Homestead Capital and Barings Partner for $300M US Ag Credit Program

Homestead Capital and Barings Partner for $300M US Ag Credit Program

By Gerelyn Terzo, Global AgInvesting Media

The U.S. farm economy is pulling in fresh waves of institutional capital as credit specialists hunt for stable, asset-backed returns rooted in land and harvests. Barings, a global investment firm known for blending public and private market strategies, has joined forces with Homestead Capital, a San Francisco-based leader in farmland ownership and agricultural financing, to roll out a $300 million dedicated lending facility. The program is engineered to accelerate loan origination across the country’s vast farming landscape.

By pairing Barings’ established private-credit engine with Homestead’s on-the-ground expertise in farm lending, the partnership highlights growing demand among large investors for cash flows that spring directly from American agriculture.

Homestead Capital oversees roughly $1.6 billion in equity and credit strategies on behalf of pension funds, endowments, foundations, insurers and family offices. The firm buys, finances, and actively manages a wide range of farmland assets while running a specialized lending platform that serves everyone from small family operations and mid-sized growers to large-scale, vertically integrated agribusinesses, matching the full spectrum of capital needs across rural America.

Homestead Co-Founder and Co-CEO Gabe Santos stated, “We have been building our credit capability for years and want to be the gold standard for agriculture investing.”

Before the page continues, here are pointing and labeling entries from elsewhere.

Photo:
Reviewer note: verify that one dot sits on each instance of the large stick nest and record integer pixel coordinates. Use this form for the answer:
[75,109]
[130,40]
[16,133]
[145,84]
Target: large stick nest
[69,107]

Fellow Homestead Co-Founder and Co-CEO Dan Little said, “Our partnership with Barings elevates our loan origination efforts and provides new opportunities for investors to participate in agriculture, an asset class that offers compelling risk-adjusted and uncorrelated returns in a variety of market environments.”

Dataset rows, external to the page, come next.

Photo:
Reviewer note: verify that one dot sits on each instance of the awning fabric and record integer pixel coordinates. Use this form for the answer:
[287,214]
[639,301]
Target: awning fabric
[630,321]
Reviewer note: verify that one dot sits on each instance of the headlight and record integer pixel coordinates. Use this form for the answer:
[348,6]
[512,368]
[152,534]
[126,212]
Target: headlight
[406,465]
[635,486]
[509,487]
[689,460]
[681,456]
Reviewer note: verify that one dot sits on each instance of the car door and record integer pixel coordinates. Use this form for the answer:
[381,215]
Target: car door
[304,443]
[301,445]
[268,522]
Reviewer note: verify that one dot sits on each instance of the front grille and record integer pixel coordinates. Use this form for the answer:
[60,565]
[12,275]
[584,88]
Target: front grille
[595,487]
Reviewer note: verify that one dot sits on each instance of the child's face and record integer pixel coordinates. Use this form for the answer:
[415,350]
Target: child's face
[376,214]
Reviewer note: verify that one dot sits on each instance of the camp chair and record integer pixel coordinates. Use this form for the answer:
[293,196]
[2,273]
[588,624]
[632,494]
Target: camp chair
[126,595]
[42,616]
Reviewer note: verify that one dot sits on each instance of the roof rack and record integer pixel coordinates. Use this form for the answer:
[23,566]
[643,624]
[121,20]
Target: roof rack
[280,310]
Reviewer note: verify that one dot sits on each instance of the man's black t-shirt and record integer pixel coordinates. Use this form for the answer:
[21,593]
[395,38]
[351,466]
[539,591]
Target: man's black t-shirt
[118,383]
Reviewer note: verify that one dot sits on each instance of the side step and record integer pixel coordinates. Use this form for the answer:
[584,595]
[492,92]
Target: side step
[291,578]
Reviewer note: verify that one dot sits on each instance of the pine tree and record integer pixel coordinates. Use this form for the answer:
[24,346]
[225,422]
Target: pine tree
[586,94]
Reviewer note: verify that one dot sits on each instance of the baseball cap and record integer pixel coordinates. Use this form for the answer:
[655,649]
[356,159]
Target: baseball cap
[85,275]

The financing structure is built around forward-flow structure, one of private credit’s most efficient tools. Barings commits capital up front, Homestead originates and services the loans, and both sides benefit: Homestead gains predictable funding to grow its book, while Barings secures a recurring pipeline of diversified agricultural credit exposures. The expanded capacity is expected to push Homestead further into the $600 billion-plus U.S. agricultural credit market. New lending will target the Delta, Midwest, Mountain West, Pacific, Pacific Northwest, Southeast and Southwest regions, financing everything from traditional row crops and specialty plantings to permanent crops such as orchards and vineyards.

Barings Managing Director for the Asset-Based Finance Burak Cetin commented, “We’re excited to partner with Homestead and its experienced management team to increase the platform’s origination capacity and expand capital access for farmers. Through this partnership, we are expanding Barings’ asset-based origination network into the U.S. agricultural market and offering our clients access to differentiated agricultural credit opportunities.”